Protocol Version 2.1 Rationale for amendment: most of the changes introduced into the protocol were extended explanations and clarifications regarding target population, time lines and procedures; Repeated queries from the sites indicated that some sections were not clear enough and might have resulted in different interpretation by different investigators. Significant issues that had to be clarified included: - Target population: the eligibility of subjects who were first diagnosed for months or years as T2D or LADA was questioned. This was clearly addressed in this protocol amendment. - Exclusion due to other diseases: subject with resolved basal cell or cervix carcinoma were allowed, as well as subjects that require systemic inhalers to treat/prevent asthma attacks. - Screening-Qualification Period-Randomization: timelines between the visits at the start of the study, how to handle subjects who require more time to reach optimal glycemic control, or who have to be re-screened.
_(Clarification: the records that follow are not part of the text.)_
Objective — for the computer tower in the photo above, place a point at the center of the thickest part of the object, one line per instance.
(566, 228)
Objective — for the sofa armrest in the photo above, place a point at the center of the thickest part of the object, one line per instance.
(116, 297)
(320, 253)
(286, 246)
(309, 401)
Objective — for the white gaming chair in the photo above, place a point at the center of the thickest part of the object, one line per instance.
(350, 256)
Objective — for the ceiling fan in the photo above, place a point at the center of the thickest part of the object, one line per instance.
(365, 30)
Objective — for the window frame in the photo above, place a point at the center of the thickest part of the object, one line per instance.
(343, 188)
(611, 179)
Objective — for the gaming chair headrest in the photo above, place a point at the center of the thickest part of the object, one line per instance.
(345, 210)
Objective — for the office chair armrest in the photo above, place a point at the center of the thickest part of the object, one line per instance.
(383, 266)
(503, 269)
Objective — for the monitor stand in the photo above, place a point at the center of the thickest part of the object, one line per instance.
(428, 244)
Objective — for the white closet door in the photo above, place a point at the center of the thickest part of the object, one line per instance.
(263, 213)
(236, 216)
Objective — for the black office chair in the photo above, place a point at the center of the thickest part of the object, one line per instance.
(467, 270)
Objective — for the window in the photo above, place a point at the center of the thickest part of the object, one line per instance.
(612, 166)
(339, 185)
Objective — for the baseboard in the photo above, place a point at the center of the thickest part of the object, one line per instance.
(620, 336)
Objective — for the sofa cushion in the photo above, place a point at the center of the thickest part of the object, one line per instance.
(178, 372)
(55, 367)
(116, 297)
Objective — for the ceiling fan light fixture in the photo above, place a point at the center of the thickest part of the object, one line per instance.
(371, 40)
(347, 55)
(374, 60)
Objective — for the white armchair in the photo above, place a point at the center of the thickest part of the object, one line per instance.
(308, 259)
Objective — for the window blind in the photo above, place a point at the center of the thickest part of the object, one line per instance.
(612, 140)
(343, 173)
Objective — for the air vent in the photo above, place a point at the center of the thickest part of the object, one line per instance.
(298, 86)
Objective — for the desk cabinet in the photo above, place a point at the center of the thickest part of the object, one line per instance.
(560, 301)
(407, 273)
Clear time windows were provided for each visit up to randomization/Visit 1 - The original protocol required total fasting and no insulin medication on the morning of performing a beta-cell function test: it was recognized that this could often result in blood glucose level higher than the recommended range by the time the test is administered. Detailed recommendations were provided to the investigators in the Study Reference Manual so they could instruct their patients to take some insulin in the morning, according to actual blood glucose. - At the request of the German Federal Agency (BfArM), extra focus was placed on identifying and following-up incipient autoimmune diseases and immune effects.
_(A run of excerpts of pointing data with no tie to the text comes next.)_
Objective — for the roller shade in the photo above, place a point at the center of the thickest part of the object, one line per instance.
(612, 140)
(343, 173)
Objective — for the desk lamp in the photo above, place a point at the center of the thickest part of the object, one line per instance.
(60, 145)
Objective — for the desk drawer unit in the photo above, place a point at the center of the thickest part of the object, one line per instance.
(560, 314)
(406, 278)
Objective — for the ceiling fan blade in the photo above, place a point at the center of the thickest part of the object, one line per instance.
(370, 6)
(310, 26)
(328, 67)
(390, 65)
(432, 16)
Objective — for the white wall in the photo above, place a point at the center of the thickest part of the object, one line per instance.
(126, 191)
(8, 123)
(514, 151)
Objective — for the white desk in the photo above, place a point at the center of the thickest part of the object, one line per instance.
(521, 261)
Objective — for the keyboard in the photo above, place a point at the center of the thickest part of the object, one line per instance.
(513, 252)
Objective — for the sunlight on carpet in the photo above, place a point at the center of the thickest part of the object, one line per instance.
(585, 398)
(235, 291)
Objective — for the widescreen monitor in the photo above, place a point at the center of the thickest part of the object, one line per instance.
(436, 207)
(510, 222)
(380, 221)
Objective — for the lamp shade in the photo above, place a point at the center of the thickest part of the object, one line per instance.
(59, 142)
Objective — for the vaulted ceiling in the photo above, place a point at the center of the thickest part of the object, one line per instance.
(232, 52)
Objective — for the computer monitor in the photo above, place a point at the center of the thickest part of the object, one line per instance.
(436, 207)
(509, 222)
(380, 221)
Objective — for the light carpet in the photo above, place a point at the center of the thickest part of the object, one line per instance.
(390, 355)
Protocol Version 3.0 The reason for amending the protocol was mainly to better define the secondary endpoints, the statistical analysis and the handling of missing data. These changes were due to better understanding of the clinical outcome based on the availability of the final results from the first phase 3 study, protocol 901.
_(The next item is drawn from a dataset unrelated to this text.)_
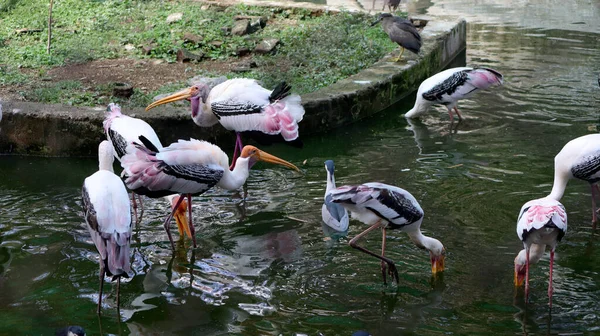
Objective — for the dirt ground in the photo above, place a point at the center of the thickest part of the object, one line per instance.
(146, 75)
Protocol Version 4.0 List of Changes: 1. Primary efficacy endpoint defined as the change from Baseline to End of Study of glucagon-stimulated C-peptide secretion, measured as area under the curve (AUC). This is a change from change in mixed-meal induced C-peptide secretion. 2. Major clinical benefit parameters were defined, as suggested by FDA communication and clinical advisory board (CAB). These included glycemic control, insulin dose and hypoglycemic events. These parameters were already defined a secondary endpoints, but then they were highlighted as the main clinical endpoints. 3. Updates were introduced to the statistical section, following recommendations received from the FDA and input from CAB. These include: a. Re-definition of Primary, Major Clinical (secondary) efficacy endpoints, as described above. b. Definition of primary population for evaluation of efficacy as ITT subjects who had at least the Baseline and one post-baseline efficacy data (FDA recommendation). c. Definition of Completers Population analysis as main sensitivity analysis for primary efficacy (FDA recommendation). d. Use of mixed-model repeated measurements (MMRM) analysis, with pre-defined co-variants, for analysis of primary and secondary beta-cell function parameters (FDA recommendation). 4. Addition of liver enzyme testing at the visits of 9, 15, 21 & 25 months, according to DSMB recommendations. 5. Definition of how to proceed with safety assessment and IMP administration in cases of elevated liver enzymes, according to DSMB recommendation.